The former petroleum engineer and oilfield roughneck also earned his stripes in the publicity stakes with an obligatory DUI and a broken leg from an errant tractor.

But none of that could have worked without Adkins most lethal weapon - a booming baritone that leaves peers gasping.

Adkins may be a reformed hell raiser but he emulates Merle Haggard with his ode to mama on Sweet - the entrée of his riveting 10th disc.

Well, the woman the singer's character chooses is a stark contrast to matriarchs from days of yore with a superb culinary and cleaning CV.

"She's sweet like a Cadillac/ sweet like a stack of cold hard cash/ sweet like the diamond bling/ dangling down from her belly button ring/ she's sweet like a handful of aces/ tattoos in secret places/ mama can't you see she's sweet."

Sweet segues into the biographical Happy To Be Here.

Adkins, 47, makes the most of the baseball and pregnancy metaphors in All I Ask For Anymore.

Then he exploits another country staple - the aching love of a long distance truckie, with far-flung city checkpoints and home fires in Hauling One Thing.

He embraces all shades of romance from chance encounters with an old flame in a grocery in Better Than I Thought It'd Be and failure to escape a not so faded belle in I Can't Outrun You.

Adkins also ignites the humour of the nuptial spoof Marry For Money, replete with hillbilly humour in the video on Nu Country TV.

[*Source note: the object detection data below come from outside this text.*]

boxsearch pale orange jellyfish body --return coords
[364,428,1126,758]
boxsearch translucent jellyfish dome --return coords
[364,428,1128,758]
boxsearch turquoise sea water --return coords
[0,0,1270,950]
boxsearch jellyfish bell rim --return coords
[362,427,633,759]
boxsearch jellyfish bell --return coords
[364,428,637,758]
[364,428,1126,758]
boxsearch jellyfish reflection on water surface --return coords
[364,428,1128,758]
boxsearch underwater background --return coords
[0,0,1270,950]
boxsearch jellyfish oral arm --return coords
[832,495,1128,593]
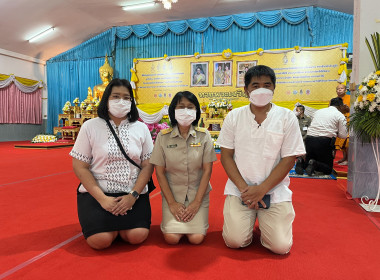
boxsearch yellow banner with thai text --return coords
[131,44,347,104]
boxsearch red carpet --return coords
[14,140,75,149]
[0,143,380,280]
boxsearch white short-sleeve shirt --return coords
[217,104,305,203]
[70,118,153,193]
[307,106,347,138]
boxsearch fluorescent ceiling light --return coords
[28,27,55,43]
[123,2,156,11]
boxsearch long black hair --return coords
[98,79,139,122]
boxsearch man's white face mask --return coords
[249,88,273,107]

WAR AND PEACE - NOT TOLSTOY

"I was there in the winter of '64/ when we camped in the ice at Nashville's door/ three hundred miles our trail had lead/ we barely had time to bury our dead/ when the Yankees charged and the colours fell/ Overton Hill was a living hell/ when we called retreat it was almost dark/ I died with a grape shot in my heart." - Til The Last Shot's Fired - Rob Crosby-Doug Johnson

Is there anything Adkins misses - hell, no but you need to wait for the artistic climax until you reach the eighth of 12 songs?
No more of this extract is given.